After relaxing on the beach a bit, we went back to Denmark and the market. The town was really bustling, and they had a lot of different singers and performers on stage, along with food and arts and crafts, held along the river. It was a nice day outside, and the night wore down with some pizza and beer. We had planned to get up early and do a small hike or sightseeing hike in the Sterling Ranges, a detour from our route back to Perth. But it was pouring rain when we woke up, so we scrapped that plan and decided to try and get back to Perth earlier than planned. We just had one night in Perth before heading north, and had a few things we needed to get done and buy for our journey, most noteably some CD’s for our grueling long rides without radio stations.
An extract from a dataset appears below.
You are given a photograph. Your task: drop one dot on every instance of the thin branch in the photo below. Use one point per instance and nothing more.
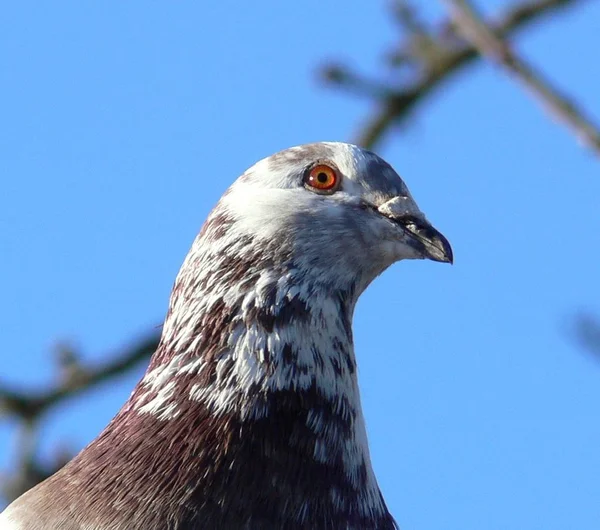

Forgetting again about Easter, you’d think we would have learned, almost everything was closed when we arrived in Perth, except a few stores and restaurants. We bought some groceries and made ourselves a nice Easter dinner of ham, corn on the cob and fried potatoes, and realized we would have to get up early again. Our hostel told us that most shops wouldn’t open until noon, so we had the morning to get on the internet finally, and then do our errands before heading off. Our next stop was the small town of Cervantes, for which the main reason for being is it’s proximity to The Pinnacles. The best time to see the Pinnacles is at sunset, so we’re off now, should be only a 3 hour drive if everything goes to plan.